Minister Mandiwanzira said experts are considering technological and legislative means to stop the menace which also extends to the hacking of internet accounts.
He said the broad initiative will result in cheaper and greater internet access.
“We need to put in place laws that protect internet users while also promoting internet usage.”
The minister stressed that the policy is not meant to infringe citizens’ pricacy.
“When we talk of having laws here (social media regulation), we have no interests in snooping on people’s communication. That is not our business, our interest is in protecting people.
“The President is saying let us do something about it and we are doing something about it. He mentioned the example of China which has gone to great lengths to protect the integrity of the internet.
“lt is in the interest of every country to protect the integrity of the internet so that it is a tool for development, not a tool for destruction. Our mandate is to look at various options as instructed by the President, and we are already on it.”
On local innovations, the minister said, “Last month, at the E-Tech Africa Expo, I mentioned that the ministry was working towards a fund that will promote ICT innovation, especially on applications, software development (gaming and education software) and others.
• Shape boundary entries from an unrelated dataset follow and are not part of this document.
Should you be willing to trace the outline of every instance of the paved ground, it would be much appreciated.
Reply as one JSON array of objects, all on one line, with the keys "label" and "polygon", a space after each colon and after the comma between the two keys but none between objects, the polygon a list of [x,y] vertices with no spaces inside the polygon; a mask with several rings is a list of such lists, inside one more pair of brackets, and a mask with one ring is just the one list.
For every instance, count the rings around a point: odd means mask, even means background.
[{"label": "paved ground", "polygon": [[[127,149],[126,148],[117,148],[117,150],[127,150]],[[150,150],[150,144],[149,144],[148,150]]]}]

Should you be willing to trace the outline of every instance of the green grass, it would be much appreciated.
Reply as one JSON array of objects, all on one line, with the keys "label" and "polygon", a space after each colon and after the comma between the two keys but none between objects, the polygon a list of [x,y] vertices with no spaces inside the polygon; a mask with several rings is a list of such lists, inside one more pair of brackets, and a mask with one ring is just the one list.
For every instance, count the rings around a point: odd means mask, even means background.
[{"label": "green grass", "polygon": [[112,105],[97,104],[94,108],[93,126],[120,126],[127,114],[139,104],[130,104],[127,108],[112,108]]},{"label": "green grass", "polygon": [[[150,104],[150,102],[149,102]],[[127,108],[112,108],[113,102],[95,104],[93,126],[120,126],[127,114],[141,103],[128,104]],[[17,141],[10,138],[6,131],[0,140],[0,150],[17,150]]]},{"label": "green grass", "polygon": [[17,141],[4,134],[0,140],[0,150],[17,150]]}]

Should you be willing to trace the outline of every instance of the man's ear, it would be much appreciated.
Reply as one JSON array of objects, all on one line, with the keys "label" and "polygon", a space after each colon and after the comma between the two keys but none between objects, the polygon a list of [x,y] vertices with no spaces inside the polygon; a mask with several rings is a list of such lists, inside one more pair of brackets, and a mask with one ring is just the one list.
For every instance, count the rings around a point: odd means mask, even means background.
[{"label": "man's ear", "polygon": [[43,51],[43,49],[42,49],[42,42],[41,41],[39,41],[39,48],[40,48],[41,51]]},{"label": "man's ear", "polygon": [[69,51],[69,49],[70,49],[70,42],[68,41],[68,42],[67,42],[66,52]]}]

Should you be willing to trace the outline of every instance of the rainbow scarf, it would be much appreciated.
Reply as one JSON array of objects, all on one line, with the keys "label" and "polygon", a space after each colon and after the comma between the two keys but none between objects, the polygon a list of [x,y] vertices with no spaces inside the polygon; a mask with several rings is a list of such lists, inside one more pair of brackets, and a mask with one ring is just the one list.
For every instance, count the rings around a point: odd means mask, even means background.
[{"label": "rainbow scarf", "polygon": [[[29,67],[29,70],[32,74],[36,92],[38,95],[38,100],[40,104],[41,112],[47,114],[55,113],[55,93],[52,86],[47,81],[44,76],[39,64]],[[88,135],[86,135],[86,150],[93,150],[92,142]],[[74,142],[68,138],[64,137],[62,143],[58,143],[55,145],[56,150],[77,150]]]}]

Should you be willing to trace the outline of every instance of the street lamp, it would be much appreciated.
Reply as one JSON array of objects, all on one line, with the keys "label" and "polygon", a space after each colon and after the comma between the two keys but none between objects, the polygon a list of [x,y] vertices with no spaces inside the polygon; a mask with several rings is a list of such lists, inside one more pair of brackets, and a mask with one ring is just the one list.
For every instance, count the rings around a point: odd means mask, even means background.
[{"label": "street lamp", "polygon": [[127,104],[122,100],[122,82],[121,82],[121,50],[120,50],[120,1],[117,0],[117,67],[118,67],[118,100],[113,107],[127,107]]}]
“We are targeting innovations that primarily address local market demands, which, we hope, can be grown for the global market. We want to promote locally-developed software as a step towards import substitution. The software development initiative has the support of all networks.
“It has been agreed that a portion of the cost of every (cellphone) call made will be directed to the Universal Services Fund. We started collecting that money on January 1, 2016; and believe the fund will have US$25 million in the next 24 months.”
“Furthermore, we also want local people to be very creative and talented. We are looking for those who have already developed something that could potentially have a market but don’t know where to go.
“We want to identify such people. The fund will invest in them to develop the product, register the necessary patent and then offer it to telecoms networks. It will thereafter be sold by the networks locally to the 13 million subscribers on local networks, creating local millionaires in the process,” he added.